Univariate analysis I

Univariate analysis
Numerical data
Boxplots
ECDF
Histograms
Quantiles
GSS
Published

September 2, 2024

Objectives

In Exploratory Data Analysis of tabular data, univariate analysis is the first step. It consists in exploring, summarizing, visualizing columns of a dataset. In this workbook we focus on univariate numerical samples. We explore techniques for:

  • Summarizing univariate numerical samples
  • Displaying numerical samples

This is also an opportunity to:

Setup

If the required packages have not (yet) been installed, install them.

Code
stopifnot(
  require(skimr),   # Univariate summaries from the shelf
  require(lobstr),  # R introspection
  require(rlang),   # R introspection
  require(glue),    # Like formatted strings
  require(gssr),
  require(gssrdoc),
  require(fs),      # File manipulation
  require(patchwork), # piecing ggplots together
  require(tidyverse) # What else?
)

General Social Survey (GSS) dataset

Question

Load the cumulative GSS dataset (gss_all).

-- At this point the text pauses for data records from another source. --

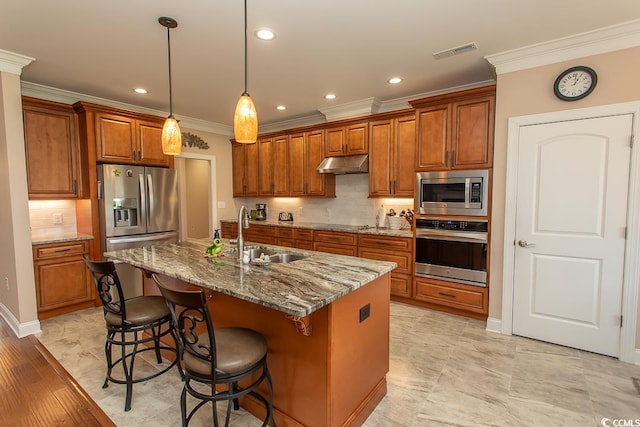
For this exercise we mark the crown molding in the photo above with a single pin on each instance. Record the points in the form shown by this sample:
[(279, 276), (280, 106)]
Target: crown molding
[(607, 39), (13, 62), (292, 123), (360, 107), (68, 97)]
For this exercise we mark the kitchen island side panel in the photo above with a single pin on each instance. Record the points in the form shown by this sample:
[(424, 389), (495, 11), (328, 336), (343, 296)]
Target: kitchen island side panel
[(334, 376)]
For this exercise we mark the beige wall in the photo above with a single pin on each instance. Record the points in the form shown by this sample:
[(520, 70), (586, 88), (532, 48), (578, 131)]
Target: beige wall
[(197, 198), (16, 262), (220, 147), (530, 92)]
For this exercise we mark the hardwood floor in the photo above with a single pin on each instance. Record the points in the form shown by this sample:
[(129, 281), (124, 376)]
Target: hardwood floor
[(35, 390)]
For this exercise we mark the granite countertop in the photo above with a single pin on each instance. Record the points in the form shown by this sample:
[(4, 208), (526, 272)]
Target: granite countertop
[(334, 227), (297, 288), (59, 238)]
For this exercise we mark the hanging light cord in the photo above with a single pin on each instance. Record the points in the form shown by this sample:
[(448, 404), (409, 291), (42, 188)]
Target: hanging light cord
[(169, 56), (245, 49)]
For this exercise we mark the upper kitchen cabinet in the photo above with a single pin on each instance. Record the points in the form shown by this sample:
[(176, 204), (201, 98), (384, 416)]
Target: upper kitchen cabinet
[(347, 140), (124, 137), (455, 131), (392, 145), (52, 148), (306, 152), (245, 169)]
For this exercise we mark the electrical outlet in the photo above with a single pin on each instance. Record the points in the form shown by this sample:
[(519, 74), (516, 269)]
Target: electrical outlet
[(365, 312), (57, 218)]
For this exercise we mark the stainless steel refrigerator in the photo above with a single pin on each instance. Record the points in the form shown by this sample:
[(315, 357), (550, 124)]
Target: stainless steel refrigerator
[(138, 207)]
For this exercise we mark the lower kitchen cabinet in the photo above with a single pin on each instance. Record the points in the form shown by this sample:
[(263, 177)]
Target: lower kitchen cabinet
[(63, 282), (303, 239), (453, 297), (393, 249)]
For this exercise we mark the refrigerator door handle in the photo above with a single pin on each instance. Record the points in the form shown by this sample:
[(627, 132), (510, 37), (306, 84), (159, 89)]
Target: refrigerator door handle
[(143, 198), (151, 206)]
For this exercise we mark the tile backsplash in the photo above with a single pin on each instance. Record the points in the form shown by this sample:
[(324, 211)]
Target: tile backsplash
[(52, 217), (351, 206)]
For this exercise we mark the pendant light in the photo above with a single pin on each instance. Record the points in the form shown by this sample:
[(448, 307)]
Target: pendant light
[(245, 119), (171, 136)]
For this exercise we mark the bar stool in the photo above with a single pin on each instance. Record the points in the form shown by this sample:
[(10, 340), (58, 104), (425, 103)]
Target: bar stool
[(221, 356), (131, 324)]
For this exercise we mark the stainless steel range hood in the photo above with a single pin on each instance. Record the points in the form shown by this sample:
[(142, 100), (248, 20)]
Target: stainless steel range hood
[(344, 165)]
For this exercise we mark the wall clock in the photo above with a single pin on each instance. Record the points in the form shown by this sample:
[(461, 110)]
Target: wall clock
[(575, 83)]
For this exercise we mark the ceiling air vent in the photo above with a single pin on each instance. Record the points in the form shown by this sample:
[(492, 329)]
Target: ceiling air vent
[(455, 51)]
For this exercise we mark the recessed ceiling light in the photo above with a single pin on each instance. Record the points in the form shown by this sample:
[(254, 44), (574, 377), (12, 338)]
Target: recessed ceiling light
[(265, 34)]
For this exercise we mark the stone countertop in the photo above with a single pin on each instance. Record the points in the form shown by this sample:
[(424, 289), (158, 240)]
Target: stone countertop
[(59, 238), (297, 288), (405, 232)]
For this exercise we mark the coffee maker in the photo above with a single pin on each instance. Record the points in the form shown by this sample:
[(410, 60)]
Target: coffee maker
[(261, 211)]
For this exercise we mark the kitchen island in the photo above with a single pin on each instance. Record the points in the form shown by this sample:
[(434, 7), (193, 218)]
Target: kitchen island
[(325, 318)]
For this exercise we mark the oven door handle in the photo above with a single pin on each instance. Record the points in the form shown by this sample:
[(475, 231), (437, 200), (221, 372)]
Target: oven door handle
[(457, 237)]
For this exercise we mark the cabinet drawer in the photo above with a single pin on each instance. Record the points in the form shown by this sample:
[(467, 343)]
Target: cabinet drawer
[(285, 232), (403, 259), (266, 230), (59, 250), (401, 284), (303, 234), (336, 237), (459, 296), (335, 248), (384, 242)]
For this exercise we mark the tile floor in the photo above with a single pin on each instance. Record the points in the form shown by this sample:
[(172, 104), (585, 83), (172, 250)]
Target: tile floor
[(445, 370)]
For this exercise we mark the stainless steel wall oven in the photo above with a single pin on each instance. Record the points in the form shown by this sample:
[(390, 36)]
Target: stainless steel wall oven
[(452, 250)]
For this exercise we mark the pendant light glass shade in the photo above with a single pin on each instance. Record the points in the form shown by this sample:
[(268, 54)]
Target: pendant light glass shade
[(245, 120), (171, 137)]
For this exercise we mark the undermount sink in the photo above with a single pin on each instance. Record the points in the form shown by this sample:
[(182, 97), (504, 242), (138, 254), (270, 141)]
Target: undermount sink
[(284, 258)]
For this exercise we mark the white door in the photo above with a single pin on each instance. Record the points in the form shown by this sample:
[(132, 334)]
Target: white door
[(570, 232)]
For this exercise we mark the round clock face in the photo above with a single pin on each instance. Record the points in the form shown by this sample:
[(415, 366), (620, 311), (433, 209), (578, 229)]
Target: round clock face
[(575, 83)]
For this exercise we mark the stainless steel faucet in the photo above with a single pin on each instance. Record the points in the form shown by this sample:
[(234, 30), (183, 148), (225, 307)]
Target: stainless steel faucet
[(243, 222)]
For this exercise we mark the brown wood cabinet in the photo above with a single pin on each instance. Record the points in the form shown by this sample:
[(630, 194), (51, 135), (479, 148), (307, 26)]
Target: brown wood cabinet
[(121, 136), (245, 169), (347, 140), (456, 298), (63, 282), (392, 149), (273, 166), (455, 131), (393, 249), (52, 149), (306, 152)]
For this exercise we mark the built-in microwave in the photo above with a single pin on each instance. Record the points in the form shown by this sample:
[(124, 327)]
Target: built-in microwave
[(463, 192)]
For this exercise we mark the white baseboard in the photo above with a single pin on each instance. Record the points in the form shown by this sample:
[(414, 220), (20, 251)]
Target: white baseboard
[(494, 325), (19, 329)]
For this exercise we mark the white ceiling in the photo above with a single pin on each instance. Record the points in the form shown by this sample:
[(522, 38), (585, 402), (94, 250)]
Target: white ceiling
[(348, 47)]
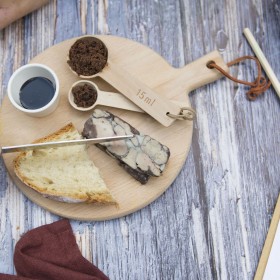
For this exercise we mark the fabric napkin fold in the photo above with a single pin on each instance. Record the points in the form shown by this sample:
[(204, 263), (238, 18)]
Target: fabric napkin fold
[(50, 252)]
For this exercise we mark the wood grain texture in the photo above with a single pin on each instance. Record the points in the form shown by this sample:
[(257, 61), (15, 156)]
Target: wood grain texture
[(212, 222)]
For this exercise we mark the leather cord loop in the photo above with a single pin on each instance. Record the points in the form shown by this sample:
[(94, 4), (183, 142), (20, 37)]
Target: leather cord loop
[(186, 113), (259, 86)]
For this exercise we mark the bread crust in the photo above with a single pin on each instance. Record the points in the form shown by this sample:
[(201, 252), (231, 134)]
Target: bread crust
[(93, 197)]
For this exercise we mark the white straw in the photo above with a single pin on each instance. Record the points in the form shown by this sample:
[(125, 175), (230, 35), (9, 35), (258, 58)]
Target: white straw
[(260, 55)]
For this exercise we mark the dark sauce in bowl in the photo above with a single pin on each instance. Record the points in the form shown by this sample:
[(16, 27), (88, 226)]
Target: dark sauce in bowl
[(36, 92)]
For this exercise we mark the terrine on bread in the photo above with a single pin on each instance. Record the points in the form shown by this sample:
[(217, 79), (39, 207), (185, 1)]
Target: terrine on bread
[(141, 156)]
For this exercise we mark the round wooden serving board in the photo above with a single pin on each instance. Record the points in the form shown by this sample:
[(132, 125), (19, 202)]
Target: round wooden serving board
[(152, 69)]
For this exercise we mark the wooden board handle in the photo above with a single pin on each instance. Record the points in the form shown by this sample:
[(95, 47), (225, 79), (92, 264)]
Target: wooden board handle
[(153, 103), (196, 74)]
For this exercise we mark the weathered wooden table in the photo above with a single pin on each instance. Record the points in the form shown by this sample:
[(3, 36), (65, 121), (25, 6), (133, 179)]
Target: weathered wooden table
[(213, 220)]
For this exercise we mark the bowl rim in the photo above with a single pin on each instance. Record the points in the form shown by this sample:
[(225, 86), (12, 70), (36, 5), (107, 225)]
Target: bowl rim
[(49, 104)]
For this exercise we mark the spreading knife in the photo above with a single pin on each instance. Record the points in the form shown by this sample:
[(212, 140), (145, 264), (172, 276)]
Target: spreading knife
[(46, 145)]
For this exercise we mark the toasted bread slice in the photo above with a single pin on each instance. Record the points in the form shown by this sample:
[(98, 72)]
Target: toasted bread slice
[(63, 173)]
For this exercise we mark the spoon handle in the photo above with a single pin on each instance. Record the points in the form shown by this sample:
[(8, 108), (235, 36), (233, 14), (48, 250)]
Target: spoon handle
[(116, 100), (153, 103)]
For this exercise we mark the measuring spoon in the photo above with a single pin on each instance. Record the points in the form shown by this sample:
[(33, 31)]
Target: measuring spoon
[(110, 99), (156, 105)]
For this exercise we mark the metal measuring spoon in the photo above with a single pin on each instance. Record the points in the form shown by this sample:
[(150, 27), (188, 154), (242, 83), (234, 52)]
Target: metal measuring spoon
[(110, 99), (104, 98), (156, 105)]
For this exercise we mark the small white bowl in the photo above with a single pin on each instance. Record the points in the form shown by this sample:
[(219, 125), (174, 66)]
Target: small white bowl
[(23, 74)]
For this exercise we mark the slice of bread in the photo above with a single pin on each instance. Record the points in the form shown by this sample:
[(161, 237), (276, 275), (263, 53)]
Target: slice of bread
[(63, 173)]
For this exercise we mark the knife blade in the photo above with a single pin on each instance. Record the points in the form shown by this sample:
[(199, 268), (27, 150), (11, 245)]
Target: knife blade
[(46, 145)]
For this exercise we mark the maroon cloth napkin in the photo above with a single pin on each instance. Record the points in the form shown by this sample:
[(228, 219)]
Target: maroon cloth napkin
[(50, 252)]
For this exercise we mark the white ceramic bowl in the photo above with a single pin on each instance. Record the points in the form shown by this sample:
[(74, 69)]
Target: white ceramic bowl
[(26, 72)]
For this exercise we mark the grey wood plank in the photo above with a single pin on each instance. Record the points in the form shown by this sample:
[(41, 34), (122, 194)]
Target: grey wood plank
[(212, 221)]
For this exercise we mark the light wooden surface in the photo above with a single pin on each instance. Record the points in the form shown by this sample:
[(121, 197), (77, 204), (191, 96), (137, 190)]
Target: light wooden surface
[(129, 193), (212, 221)]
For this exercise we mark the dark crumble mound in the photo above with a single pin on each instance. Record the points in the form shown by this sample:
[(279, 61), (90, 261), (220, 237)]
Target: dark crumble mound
[(88, 56), (84, 95)]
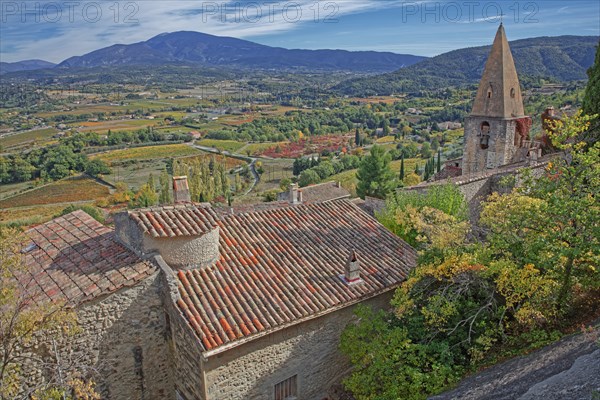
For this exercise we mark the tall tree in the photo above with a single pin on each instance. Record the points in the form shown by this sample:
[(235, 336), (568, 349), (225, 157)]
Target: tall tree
[(375, 177), (402, 167), (552, 221), (165, 193), (591, 100)]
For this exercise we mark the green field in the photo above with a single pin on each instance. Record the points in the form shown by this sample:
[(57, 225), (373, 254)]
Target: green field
[(223, 145), (68, 190), (136, 174), (257, 148), (148, 153), (33, 215), (349, 181), (25, 137)]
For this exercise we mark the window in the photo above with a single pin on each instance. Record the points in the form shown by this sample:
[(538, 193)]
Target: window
[(484, 135), (288, 389)]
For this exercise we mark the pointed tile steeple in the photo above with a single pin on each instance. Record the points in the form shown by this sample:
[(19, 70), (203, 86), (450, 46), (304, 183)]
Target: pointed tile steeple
[(499, 94)]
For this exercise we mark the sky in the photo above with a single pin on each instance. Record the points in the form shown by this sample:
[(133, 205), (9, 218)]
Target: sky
[(56, 30)]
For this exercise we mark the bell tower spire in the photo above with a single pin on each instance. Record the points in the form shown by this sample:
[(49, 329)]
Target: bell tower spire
[(497, 126), (499, 93)]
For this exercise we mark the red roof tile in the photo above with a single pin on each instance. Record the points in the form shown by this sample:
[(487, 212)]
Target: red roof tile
[(286, 266), (74, 258), (173, 221)]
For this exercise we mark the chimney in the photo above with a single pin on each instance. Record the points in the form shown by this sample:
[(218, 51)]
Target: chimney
[(294, 196), (181, 190), (352, 269)]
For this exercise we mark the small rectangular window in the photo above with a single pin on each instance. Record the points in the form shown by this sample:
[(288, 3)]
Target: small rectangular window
[(288, 389)]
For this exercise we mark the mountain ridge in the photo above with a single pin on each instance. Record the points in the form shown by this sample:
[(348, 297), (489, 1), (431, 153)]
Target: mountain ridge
[(197, 48), (562, 58), (24, 65)]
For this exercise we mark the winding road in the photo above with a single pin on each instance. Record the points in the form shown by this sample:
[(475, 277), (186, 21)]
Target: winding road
[(250, 160)]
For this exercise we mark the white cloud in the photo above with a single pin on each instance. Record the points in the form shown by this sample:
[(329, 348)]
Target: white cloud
[(81, 29)]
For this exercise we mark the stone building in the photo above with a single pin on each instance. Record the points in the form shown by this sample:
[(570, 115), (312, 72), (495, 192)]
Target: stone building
[(321, 192), (190, 302), (497, 130)]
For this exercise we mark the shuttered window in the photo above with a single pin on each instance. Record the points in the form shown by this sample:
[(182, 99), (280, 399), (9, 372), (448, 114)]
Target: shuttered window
[(288, 389)]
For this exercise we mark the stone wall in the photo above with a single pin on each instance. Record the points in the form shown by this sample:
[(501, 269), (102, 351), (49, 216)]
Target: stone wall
[(500, 151), (185, 348), (178, 252), (187, 251), (308, 350), (122, 339)]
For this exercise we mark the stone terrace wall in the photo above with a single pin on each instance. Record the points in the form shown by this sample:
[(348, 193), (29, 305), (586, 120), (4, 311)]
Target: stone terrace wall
[(308, 350), (123, 338), (185, 348)]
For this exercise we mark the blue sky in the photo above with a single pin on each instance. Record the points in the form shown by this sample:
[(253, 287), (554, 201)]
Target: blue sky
[(56, 30)]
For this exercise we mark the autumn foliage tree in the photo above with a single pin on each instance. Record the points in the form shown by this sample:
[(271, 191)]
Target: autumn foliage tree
[(467, 303), (375, 177)]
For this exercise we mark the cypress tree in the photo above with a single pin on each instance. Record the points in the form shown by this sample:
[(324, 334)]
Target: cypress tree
[(165, 194), (591, 99), (402, 168)]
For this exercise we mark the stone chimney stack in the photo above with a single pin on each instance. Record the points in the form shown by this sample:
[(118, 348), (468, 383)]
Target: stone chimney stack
[(352, 270), (294, 194), (181, 190)]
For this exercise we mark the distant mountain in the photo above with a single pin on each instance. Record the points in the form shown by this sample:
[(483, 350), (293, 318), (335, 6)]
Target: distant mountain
[(27, 65), (563, 58), (196, 48)]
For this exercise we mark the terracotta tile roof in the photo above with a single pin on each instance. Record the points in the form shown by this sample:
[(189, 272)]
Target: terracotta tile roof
[(74, 258), (173, 221), (282, 265), (322, 192)]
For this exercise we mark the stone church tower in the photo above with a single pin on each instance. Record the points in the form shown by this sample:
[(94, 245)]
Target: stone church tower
[(497, 128)]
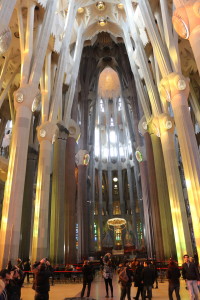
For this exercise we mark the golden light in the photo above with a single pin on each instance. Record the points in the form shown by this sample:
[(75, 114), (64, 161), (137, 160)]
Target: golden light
[(109, 84), (100, 5), (120, 6), (80, 10), (102, 22)]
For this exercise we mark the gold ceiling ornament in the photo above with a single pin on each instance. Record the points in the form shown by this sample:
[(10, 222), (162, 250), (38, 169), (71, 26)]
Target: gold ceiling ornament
[(102, 22), (120, 6), (117, 223), (100, 5), (80, 10), (109, 84)]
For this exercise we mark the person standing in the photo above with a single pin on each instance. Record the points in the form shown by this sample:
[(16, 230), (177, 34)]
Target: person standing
[(191, 274), (138, 279), (27, 269), (148, 278), (125, 278), (41, 280), (87, 277), (108, 275), (173, 275), (5, 277)]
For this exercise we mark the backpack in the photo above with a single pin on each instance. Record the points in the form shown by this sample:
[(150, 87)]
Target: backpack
[(123, 277)]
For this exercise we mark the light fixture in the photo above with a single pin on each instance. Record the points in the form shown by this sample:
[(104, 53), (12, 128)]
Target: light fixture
[(80, 10), (102, 22), (5, 40), (19, 97), (42, 132), (120, 6), (100, 5)]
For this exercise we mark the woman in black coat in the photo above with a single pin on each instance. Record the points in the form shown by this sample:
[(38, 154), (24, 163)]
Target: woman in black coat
[(173, 275), (87, 277), (138, 279)]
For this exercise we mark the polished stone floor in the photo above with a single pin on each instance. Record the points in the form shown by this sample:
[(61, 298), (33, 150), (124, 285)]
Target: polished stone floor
[(61, 291)]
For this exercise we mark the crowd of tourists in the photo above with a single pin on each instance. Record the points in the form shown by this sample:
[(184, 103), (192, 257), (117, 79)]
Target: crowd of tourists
[(142, 274)]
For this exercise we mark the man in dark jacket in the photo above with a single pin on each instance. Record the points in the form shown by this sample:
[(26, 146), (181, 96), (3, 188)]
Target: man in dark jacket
[(87, 277), (148, 278), (173, 275), (125, 278), (41, 280), (191, 274)]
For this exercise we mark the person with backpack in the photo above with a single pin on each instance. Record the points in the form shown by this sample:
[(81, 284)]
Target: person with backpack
[(138, 279), (125, 279), (108, 275), (148, 278), (173, 275), (87, 277)]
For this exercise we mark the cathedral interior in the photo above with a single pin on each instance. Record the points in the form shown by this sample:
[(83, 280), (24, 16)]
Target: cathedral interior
[(99, 129)]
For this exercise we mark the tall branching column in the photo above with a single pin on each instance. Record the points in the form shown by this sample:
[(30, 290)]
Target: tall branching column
[(6, 11), (70, 193), (81, 161), (24, 97), (40, 242), (175, 88), (13, 195), (163, 195), (57, 223), (158, 238), (186, 21)]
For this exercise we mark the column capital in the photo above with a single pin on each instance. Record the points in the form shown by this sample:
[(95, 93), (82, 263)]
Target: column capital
[(27, 95), (143, 126), (153, 127), (82, 158), (47, 132), (166, 123), (140, 154), (74, 129), (186, 18), (172, 85)]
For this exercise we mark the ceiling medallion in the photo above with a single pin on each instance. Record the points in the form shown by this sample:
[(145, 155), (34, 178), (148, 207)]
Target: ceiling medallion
[(19, 97), (100, 5), (102, 22), (120, 6)]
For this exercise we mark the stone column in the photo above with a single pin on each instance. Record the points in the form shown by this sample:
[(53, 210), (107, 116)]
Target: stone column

Have a glimpse at the resulting dataframe. Load gss_dict.

Question
  • In dataset gss_all, what do the rows stand for?
  • In dataset gss_all what do columns year and id stand for?
  • For a given value of id, can you find several rows ?
  • For a given value of year, can you find several rows with the same id?
  • How many distinct values of year can you find in gss_data?
  • For each value of year, how many people were surveyed?
  • Why is this dataset called cumulative?
Question

Table exploration

Load gss_sub which is much smaller than gss_all. Have a glimpse.

Question
  • How many variables can you find in gss_sub?
  • How many distinc values for each column?
  • Which columns should be considered as categorical/factor?
Caveat

In the sequel, we explore the age distribution as is the age column was a genuine univariate sample. This is done for teaching purpose. The age column is not collected by repeatedy picking individuals uniformly at random from a fixed population.

Indeed the age column is a union of samples collected every year or every two years since 1972. The American population has changed thoughout the five decades.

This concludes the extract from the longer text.